The Mudcat Café TM
Thread #110593   Message #2323971
Posted By: Graveyard
24-Apr-08 - 04:32 AM
Thread Name: Origin The Blackleg Miner
Subject: RE: Origin The Blackleg Miner
Further enlightenment.
After the resumption of work old scores were settled. Some Welshmen were particularly harshly treated. A riot took place at Seaton Delaval with the Welshmen coming off second best! Another riot took place at East Holywell where the miners took their revenge on strikebreakers who happened to be Irish. Writing in his book "Pit Life in County Durham" David Douglass mentions the neighbouring villages of Seaton Delaval, Seghill and Cramlington (all in the county of Northumberland).
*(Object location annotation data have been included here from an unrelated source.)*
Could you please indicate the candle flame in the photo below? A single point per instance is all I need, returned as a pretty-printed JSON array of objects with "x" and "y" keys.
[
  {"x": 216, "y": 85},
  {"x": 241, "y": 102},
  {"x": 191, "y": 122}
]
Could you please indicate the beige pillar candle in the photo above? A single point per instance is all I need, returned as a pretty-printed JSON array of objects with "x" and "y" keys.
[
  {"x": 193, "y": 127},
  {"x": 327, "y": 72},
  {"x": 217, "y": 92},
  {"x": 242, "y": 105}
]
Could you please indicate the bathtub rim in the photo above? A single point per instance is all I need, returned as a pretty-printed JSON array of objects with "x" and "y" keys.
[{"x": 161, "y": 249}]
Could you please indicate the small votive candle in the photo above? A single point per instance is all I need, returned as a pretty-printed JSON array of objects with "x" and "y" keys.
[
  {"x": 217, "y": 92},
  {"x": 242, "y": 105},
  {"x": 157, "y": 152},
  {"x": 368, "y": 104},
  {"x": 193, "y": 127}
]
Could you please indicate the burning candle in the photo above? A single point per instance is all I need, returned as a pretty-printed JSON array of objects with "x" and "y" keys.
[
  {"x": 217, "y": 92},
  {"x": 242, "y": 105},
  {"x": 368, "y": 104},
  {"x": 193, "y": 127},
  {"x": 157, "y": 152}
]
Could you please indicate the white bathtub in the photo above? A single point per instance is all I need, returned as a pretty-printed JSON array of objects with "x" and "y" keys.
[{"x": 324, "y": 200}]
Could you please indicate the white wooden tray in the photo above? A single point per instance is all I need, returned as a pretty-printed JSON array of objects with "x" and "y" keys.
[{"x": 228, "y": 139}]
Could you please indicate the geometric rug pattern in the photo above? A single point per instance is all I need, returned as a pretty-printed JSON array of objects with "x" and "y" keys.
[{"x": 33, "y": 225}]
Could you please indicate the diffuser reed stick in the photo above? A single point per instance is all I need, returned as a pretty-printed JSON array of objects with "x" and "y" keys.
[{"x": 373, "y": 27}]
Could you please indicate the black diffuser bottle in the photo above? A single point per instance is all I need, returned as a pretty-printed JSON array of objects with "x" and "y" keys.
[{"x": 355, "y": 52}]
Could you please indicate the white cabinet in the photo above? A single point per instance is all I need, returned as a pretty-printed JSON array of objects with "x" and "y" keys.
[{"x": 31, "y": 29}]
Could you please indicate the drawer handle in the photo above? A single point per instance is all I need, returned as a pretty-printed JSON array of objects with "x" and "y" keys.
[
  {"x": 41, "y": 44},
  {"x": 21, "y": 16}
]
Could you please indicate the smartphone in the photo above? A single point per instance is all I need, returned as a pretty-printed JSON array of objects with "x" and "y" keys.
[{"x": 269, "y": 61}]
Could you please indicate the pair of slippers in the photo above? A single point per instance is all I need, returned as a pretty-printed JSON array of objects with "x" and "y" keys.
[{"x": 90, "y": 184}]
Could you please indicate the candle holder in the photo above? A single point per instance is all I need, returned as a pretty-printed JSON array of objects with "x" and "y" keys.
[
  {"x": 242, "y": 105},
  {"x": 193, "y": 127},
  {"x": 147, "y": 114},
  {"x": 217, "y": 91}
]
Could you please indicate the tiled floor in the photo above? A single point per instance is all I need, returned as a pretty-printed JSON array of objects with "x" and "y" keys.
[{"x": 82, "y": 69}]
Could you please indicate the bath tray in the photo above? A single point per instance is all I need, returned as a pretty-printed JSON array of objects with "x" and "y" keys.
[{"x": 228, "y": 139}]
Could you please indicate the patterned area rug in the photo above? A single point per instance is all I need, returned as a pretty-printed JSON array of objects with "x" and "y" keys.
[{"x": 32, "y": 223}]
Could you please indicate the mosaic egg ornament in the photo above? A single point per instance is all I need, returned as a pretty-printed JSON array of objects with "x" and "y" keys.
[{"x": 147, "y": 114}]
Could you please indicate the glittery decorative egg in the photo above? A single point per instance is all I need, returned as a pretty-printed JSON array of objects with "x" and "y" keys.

After the defeat of the miners in the great strike of 1844, they took in hand the task of disciplining the blacklegs. At Delaval and Holywell lines of cable were stretched across underground roadways to catch the heads, throats and bodies of the Welsh blacklegs as they rode past on tubs, with ponies or on man riding equipment. At Delaval, Seghill and Cramlington the tools of the blacklegs were hurled down the shaft. N.B. the above villages, together with some in Co. Durham were known as "red villages" because of their left wing activities in the 19th and first part of the 20th centuries.